Politics / Society
It’s Cheaper to Educate Than Incarcerate
By Meaghan Hardy on February 11, 2010 7:52 AM
Susan Burton knows what it’s like to feel hopeless. After one of her children was shot and killed, she was in and out of prison six times on drug charges.
“When you leave prison,” she said, “you get off a bus in downtown L.A. with $200, no I.D., no social security card.”
With few resources available to her, Burton found it difficult to break out of the cycle.
“I got angry, and I told myself I was going to do something,” she said.
In 1996, Burton received the opportunity to go into a drug treatment facility. Two years later, she bought a house, invited other women in similar situations to live with her, and “A New Way of Life Reentry Project” was born.
Burton’s personal experience illustrated much of the conversation about policies related to prisoner reentry at the USC School of Social Work’s annual All School Day.
All School Day began in 1992 as a response to the Los Angeles riots. Its goal is to keep the school connected to issues in the surrounding community and the larger concept of social justice. This year’s event, held Feb. 4 at Bovard Auditorium, focused on the theme “Barriers to Reentry: Life After Prison.”
Los Angeles County Supervisor Mark Ridley-Thomas, who serves the second district of which the University Park campus is part, delivered the keynote address. “This discussion of reentry is taking on more and more significance,” he said, referring to California’s decision to release 43,000 prisoners from its overcrowded jails.
Ridley-Thomas spoke of the need to shift resources and focus from the suppression method of dealing with crime.
“It has been a long, hard fight to get the topic of prevention and intervention on the table,” he said. “It is far more costly to incarcerate than to educate.”
Ridley-Thomas covered several policy areas in connection with the problem of recidivism, including mental health care, job training and education services, and drug treatment programs.
He was particularly vocal about the availability of mental health services in California schools, something he has championed in his public life. The supervisor said that 40 percent to 60 percent of health services sought at California public schools were mental health services. Seventeen percent of the children in juvenile hall suffer from mental illness, much higher than the general population rate, he added.
The discussion continued with a panel of four community leaders who work on issues of reentry, which was moderated by Cherry Short, assistant dean of global and community initiatives.
In addition to Burton, panelists included William Arroyo, medical director of the Child, Youth and Family Administration for the Los Angeles County Department of Mental Health and clinical assistant professor of psychiatry at the Keck School of Medicine of USC; Michael Graff-Weisner, vice president of programs and government relations at Chrysalis, a nonprofit organization that helps economically disadvantaged and homeless individuals with job placement; and Ramona Ripston, executive director of the American Civil Liberties Union of Southern California.
The discussion repeatedly turned to the local and state budget crises and the potential impact on services related to prisoner reentry.
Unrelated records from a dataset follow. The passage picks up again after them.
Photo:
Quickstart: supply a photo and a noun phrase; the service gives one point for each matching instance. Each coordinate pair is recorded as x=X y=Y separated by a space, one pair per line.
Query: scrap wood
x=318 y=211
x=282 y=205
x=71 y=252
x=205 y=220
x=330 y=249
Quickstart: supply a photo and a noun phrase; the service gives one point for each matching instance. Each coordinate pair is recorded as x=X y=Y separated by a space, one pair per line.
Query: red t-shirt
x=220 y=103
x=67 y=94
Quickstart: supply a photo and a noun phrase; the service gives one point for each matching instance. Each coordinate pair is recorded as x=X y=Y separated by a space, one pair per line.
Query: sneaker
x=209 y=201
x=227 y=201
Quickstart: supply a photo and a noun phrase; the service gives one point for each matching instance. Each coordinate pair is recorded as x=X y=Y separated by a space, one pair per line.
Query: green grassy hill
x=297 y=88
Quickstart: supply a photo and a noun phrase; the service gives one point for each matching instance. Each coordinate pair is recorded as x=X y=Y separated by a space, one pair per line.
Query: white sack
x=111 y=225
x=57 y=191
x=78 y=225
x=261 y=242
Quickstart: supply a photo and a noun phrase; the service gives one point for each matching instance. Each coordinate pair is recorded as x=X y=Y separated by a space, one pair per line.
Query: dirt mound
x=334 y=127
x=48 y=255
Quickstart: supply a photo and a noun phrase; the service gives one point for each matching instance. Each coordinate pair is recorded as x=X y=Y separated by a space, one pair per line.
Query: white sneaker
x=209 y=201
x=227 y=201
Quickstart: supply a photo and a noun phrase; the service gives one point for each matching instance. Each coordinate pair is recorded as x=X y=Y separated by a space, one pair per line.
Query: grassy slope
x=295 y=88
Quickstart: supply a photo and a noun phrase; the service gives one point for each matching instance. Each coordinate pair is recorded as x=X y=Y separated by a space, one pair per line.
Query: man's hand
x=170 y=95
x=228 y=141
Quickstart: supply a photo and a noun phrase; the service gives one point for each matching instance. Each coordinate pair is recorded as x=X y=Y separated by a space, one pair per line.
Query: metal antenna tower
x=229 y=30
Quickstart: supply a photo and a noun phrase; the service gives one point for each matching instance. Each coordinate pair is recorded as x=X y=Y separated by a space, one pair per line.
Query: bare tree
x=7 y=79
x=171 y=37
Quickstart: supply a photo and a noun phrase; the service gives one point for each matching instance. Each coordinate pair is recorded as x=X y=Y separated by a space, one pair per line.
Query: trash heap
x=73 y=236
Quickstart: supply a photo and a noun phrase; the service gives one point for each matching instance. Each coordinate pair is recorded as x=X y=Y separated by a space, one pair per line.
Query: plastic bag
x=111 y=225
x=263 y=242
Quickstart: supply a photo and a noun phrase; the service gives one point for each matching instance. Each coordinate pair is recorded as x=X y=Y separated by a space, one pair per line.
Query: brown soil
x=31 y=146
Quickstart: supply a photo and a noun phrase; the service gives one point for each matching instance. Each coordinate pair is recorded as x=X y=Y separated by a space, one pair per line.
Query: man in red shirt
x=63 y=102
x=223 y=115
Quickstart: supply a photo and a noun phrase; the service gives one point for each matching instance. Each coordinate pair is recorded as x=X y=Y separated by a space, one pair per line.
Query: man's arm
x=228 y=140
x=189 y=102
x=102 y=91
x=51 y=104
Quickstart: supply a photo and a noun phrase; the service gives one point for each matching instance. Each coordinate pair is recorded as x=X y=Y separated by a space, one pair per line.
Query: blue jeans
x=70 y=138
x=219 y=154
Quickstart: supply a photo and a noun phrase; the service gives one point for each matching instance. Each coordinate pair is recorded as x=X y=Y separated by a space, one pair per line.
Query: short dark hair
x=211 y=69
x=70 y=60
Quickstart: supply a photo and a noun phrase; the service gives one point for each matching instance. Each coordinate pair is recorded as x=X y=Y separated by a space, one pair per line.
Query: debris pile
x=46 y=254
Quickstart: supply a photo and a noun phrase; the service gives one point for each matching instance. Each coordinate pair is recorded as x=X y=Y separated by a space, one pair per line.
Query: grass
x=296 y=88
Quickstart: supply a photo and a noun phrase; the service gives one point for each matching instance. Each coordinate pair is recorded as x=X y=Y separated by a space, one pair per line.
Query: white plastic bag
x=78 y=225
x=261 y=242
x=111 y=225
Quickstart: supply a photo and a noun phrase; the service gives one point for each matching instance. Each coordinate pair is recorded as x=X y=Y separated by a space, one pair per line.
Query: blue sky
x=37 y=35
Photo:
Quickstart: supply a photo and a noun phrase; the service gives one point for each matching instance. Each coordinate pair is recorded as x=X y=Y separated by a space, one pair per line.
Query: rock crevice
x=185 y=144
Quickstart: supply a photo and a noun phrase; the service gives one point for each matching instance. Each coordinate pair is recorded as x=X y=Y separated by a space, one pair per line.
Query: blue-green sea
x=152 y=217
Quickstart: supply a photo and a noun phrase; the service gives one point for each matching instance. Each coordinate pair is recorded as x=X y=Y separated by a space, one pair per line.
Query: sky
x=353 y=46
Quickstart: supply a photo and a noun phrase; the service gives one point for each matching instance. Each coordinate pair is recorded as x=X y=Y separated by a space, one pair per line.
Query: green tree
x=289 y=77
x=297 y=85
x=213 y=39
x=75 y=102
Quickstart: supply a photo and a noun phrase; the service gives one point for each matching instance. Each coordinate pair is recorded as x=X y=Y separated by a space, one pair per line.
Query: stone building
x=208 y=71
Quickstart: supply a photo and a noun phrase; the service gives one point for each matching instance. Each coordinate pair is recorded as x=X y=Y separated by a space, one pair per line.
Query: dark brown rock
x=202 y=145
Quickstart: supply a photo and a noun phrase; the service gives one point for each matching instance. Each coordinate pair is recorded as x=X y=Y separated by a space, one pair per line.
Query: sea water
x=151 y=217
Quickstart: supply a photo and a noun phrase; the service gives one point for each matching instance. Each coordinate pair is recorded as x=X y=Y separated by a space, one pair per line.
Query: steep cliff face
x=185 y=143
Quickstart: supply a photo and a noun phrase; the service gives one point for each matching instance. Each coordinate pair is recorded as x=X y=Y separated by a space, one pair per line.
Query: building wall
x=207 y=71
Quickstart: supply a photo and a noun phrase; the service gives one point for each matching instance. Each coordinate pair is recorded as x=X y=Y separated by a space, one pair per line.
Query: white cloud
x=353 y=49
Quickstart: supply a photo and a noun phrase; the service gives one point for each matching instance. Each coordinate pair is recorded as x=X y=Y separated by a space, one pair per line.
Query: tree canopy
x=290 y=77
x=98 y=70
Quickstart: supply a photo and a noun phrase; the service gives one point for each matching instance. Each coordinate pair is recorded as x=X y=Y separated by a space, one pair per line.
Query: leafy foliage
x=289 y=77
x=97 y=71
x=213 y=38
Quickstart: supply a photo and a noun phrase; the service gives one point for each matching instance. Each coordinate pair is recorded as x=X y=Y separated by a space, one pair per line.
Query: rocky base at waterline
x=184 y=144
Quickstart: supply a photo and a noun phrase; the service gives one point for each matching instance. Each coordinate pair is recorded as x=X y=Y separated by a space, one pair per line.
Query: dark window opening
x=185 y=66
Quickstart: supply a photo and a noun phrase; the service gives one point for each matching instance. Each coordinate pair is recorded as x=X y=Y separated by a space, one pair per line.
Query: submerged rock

“Scarce resources are confronting us every day in every way in government, and we will be forced to make smarter decisions,” Ridley-Thomas said.
The panel agreed.
“It’s cheaper to treat [drug addicts] in the community than it is to keep them in prison. So, we hope they will make better, more informed decisions about how to spend our money,” Arroyo said.
Echoing the sentiment, Ripston added: “It costs more to keep someone in prison for a year than to send someone to Harvard for a year.”
Seemingly deterred by the talk of reentry barriers, one student asked for advice on dealing with the fatigue and frustration associated with fighting this issue.
“There’s struggle in change,” Burton replied. “If you set out, you have to be ready to struggle and get tired and revive and get back up and continue the struggle.”